Brazil voted in favor of this declaration at the UN in 2007 and described it as “a major achievement, long overdue, that will provide new impetus to and acknowledgement of the efforts of States and indigenous peoples to strengthen the promotion and protection of indigenous peoples’ rights.”
The Inter American Court of Human Rights has also recognized the right to restitution of land historically owned or occupied by Indigenous peoples, and found that possession is not a requirement, as their right remains as long as the material, cultural, or spiritual connection with the land persists.
Bill 490/2007 contains other very problematic provisions. It impedes Indigenous people from claiming additional land to expand already demarcated territories. It would also allow the government to eliminate Indigenous reserves – government land provided to Indigenous people to guarantee their livelihood and cultural survival – when it deems that land is no longer “essential” for those purposes due to changes in their “cultural traits” or other factors due to “passage of time.” These overbroad terms could lead to forced removals, Human Rights Watch said.
There are 60 Indigenous reserves in Brazil, which are home to almost 70,000 people, according to the Instituto Socioambiental (ISA), a nonprofit organization.
The bill would also allow the government to contact Indigenous peoples living in voluntary isolation to give medical assistance and to “mediate action in the public interest,” without providing any other details. United Nations-supported interpretations of international standards warn that contact with isolated peoples can have dramatic negative consequences for their physical and cultural survival and that governments should take measures to prevent outside contact.
The bill would also allow the government to explore energy resources, set up military bases, and expand strategic roads in Indigenous lands without any consultation with Indigenous peoples. International standards require effective consultation with Indigenous peoples in good faith to obtain their free and informed consent before approving projects that would impact their lands and livelihoods, including for military activities, as well as before approving laws to that effect.

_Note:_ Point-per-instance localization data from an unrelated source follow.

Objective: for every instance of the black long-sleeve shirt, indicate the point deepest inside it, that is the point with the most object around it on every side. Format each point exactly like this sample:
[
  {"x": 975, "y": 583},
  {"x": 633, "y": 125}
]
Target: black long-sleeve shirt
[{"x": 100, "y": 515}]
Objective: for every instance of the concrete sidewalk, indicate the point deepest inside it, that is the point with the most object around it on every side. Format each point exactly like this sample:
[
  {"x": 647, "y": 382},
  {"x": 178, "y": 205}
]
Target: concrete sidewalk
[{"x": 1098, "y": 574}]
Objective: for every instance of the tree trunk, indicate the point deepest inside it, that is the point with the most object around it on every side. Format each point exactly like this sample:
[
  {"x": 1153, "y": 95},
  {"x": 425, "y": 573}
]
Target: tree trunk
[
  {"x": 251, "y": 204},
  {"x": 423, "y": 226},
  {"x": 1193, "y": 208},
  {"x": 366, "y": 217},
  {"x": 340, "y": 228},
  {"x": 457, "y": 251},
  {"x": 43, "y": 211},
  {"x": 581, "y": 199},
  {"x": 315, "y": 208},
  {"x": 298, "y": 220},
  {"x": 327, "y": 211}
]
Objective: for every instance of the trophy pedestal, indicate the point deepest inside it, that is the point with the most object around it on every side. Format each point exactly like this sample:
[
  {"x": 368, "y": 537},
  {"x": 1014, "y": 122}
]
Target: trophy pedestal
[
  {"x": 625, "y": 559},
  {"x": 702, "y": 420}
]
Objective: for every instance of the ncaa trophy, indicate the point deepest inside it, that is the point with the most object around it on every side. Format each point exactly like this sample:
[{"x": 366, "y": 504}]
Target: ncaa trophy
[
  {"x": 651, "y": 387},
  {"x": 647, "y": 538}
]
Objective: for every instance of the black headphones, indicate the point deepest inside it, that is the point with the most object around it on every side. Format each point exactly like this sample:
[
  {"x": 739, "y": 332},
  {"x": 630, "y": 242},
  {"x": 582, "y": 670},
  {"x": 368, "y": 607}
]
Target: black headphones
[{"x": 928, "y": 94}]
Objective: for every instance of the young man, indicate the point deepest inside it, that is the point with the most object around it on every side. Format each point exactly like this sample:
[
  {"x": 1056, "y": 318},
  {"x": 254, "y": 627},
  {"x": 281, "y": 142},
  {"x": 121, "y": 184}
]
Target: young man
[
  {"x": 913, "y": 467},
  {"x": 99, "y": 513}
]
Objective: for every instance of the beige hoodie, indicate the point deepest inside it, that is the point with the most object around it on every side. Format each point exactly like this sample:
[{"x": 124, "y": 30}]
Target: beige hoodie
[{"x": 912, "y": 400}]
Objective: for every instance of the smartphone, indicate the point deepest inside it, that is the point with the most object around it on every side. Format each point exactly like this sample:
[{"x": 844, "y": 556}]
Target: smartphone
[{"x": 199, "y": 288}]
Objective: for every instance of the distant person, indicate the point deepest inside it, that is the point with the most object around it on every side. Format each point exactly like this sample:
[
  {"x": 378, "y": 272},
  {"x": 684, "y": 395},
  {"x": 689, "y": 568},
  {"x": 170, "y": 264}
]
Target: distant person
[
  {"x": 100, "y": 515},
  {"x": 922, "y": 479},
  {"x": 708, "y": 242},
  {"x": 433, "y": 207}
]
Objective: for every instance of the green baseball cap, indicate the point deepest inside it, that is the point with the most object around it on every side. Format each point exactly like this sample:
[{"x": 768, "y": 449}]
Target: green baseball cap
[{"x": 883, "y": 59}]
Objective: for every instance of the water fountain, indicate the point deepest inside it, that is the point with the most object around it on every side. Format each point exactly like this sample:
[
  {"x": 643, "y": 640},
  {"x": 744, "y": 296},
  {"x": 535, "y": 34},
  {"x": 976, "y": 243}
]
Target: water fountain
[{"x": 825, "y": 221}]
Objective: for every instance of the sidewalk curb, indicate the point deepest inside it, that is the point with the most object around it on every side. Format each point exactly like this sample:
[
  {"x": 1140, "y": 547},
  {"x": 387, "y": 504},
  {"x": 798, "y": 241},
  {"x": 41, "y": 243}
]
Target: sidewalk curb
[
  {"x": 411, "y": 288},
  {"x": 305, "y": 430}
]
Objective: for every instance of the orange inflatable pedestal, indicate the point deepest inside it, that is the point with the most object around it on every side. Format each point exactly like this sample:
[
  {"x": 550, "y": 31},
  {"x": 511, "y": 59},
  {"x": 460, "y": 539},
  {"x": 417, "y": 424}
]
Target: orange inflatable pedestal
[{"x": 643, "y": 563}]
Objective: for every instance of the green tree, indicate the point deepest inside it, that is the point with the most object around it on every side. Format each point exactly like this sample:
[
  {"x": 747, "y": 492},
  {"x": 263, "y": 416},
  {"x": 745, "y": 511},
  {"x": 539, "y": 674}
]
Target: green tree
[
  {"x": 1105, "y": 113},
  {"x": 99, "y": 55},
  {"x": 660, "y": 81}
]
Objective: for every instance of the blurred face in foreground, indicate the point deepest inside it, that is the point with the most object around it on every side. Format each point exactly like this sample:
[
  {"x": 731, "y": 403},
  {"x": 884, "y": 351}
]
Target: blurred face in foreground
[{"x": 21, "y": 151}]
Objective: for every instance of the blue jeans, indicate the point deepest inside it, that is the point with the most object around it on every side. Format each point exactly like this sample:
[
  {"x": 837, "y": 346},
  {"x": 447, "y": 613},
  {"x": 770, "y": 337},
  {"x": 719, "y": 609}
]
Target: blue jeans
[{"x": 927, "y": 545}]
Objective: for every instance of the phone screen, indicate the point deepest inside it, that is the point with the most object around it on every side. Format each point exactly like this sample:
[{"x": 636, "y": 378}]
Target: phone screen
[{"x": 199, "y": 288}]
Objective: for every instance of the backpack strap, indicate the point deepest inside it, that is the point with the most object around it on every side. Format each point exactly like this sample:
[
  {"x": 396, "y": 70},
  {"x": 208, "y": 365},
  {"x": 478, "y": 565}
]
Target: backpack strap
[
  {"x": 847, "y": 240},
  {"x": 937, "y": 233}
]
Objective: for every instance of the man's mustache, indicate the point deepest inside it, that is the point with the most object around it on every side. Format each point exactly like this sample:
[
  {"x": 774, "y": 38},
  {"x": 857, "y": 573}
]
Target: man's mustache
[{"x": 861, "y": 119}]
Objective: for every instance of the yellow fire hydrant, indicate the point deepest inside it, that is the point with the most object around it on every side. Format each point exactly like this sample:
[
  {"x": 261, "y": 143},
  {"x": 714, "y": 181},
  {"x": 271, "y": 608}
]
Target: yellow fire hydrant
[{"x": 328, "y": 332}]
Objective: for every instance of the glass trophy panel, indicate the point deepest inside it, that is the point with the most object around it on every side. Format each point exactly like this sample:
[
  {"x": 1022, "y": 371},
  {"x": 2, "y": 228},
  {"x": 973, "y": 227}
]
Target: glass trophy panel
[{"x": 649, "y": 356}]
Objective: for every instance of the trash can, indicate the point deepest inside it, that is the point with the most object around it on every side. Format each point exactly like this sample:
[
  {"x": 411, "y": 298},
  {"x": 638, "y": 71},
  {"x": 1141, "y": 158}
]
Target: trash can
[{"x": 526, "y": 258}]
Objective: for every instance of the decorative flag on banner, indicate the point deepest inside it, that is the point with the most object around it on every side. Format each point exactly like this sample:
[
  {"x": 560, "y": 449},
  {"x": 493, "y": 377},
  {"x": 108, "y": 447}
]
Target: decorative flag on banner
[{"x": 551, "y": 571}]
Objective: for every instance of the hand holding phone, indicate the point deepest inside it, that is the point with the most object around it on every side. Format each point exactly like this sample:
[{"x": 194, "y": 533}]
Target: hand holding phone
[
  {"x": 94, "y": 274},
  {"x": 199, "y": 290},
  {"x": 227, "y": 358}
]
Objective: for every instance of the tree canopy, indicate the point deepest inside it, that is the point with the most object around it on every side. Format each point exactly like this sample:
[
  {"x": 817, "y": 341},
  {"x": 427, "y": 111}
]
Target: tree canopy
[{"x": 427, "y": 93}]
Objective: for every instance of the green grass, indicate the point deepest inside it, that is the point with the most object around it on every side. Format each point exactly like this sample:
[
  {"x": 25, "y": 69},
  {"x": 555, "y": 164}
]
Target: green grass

Congress is also examining a possible withdrawal from International Labour Organization Convention 169, which recognizes the right of Indigenous people to be consulted about projects in their lands, among other provisions.
The demarcation and protection of Indigenous territories is not only a fundamental step to uphold Indigenous rights but also a cornerstone of successful conservation efforts in Brazil. Studies show that that demarcation and other measures to secure Indigenous lands can slow deforestation, which is key to enable Brazil to meet its commitments under the Paris Agreement to reduce greenhouse gas emissions. Under Bolsonaro, deforestation in the Amazon hit its highest rate in 12 years, about 11,000 square kilometers of the rainforest were destroyed from August 2019 through July 2020.
The Articulation of Indigenous Peoples of Brazil (APIB), the main Indigenous organization in Brazil, has said that the bill is one of the main threats against the rights of Indigenous peoples by Congress, and that it violates the Constitution and Indigenous peoples’ right to consultation.
“Brazil’s Congress is discussing issues of upmost importance to Indigenous peoples without properly consulting them as required by international standards,” Arida said. “Legislators should start listening to Indigenous peoples and reject Bill 490.”